Normal Distribution

Hi all,

(Schweser, 2014, exam 3, afternoon session, p.160)

Q 29) Which of the following statements about the normal distribution is least accurate?

A. has a mean of zero and standard deviation of one.

B. is completely described by its mean and standard deviation.

C. is bell-shaped, with tails extending without limit to the left and to the right.

Answer: A

I thought A and B would be true and C is false? (Due to the without limit part)

A standard normal distribution has a mean of zero and standard deviation of 1. So, A is not true for all normal distributions.

A normal distribution is completely described by the mean and standard deviation (variance, naturally).

The without limit part is correct. Theoretically, the tails of the distribution extend indefinitely, and the probability under the curve gets infinitesimally small in these regions.

Theoretically?

So . . . _ non theoretically_ they don’t?

If by non-theoretically, you mean practically, then yes?

I don’t have any idea what I mean by nontheoretically. tickersu qualified his answer with “theoretically”, so I was just tryint to ascertain what happens without that qualification.

(Personally, I despise the adverb “theoretically”. Generally, the perpetrator of this word has no idea to what theory they’re referring, so the word is meaningless, and the conclusions even more so.)
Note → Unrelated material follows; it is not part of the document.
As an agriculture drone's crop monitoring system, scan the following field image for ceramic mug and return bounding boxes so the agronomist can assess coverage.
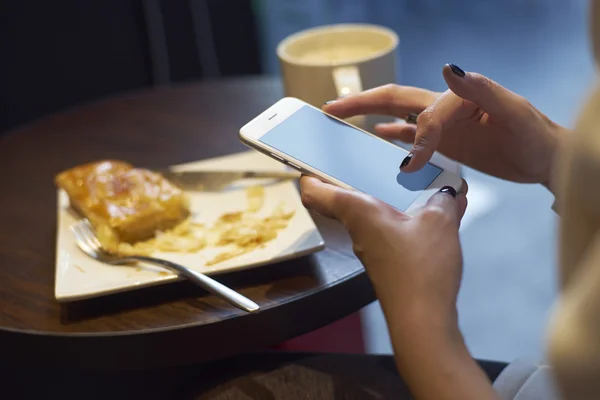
[277,24,398,131]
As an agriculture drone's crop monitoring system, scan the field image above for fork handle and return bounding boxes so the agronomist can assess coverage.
[243,171,301,179]
[127,256,259,313]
what happens without that qualification is that you need another page (theoretically infinity pages :wink: ) to illustrate the normal distribution, ie. no text book has ever replicated it with accuracy :slight_smile:

Well, based on the fact that you’re not going to observe these infinite tail limits in practice, it is more of a theoretical idea, isn’t it? My qualification was to point out that you’re not going observe these bounds in a practical scenario, but the bounds of this theoretical normal distribution are +/- infinity.
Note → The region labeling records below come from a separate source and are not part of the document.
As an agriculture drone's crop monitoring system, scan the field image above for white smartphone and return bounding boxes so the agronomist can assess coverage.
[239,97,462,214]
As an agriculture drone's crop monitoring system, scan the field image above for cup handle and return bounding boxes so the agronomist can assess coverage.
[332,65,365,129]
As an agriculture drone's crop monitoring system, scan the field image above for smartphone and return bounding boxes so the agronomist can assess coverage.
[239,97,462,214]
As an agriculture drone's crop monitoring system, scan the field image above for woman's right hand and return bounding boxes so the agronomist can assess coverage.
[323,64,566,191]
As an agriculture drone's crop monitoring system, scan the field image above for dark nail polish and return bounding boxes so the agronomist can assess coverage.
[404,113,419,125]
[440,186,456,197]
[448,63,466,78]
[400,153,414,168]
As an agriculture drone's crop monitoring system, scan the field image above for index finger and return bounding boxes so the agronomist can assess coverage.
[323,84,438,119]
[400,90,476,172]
Also, feel free to correct my conclusion if it is meaningless/incorrect.

Thanks guys for the points here!

Do you know the upper and lower limits of what the mean and S.D. could represent under a normal distribution?

When you say the tails extend to infinity, the variance could be -infinity to +infinity?

The mean can be any real number; the SD must be greater than 0. The variance can definitely be very large, but infinite? I would have to think on that one and maybe even dig out an old stats textbook.

For a standard distribution, with a given mean and standard deviation it means that the probablility that an observed value is +/- infininty is greater than zero.

For example, P(X>n) > 0 for any n in the set of real numbers.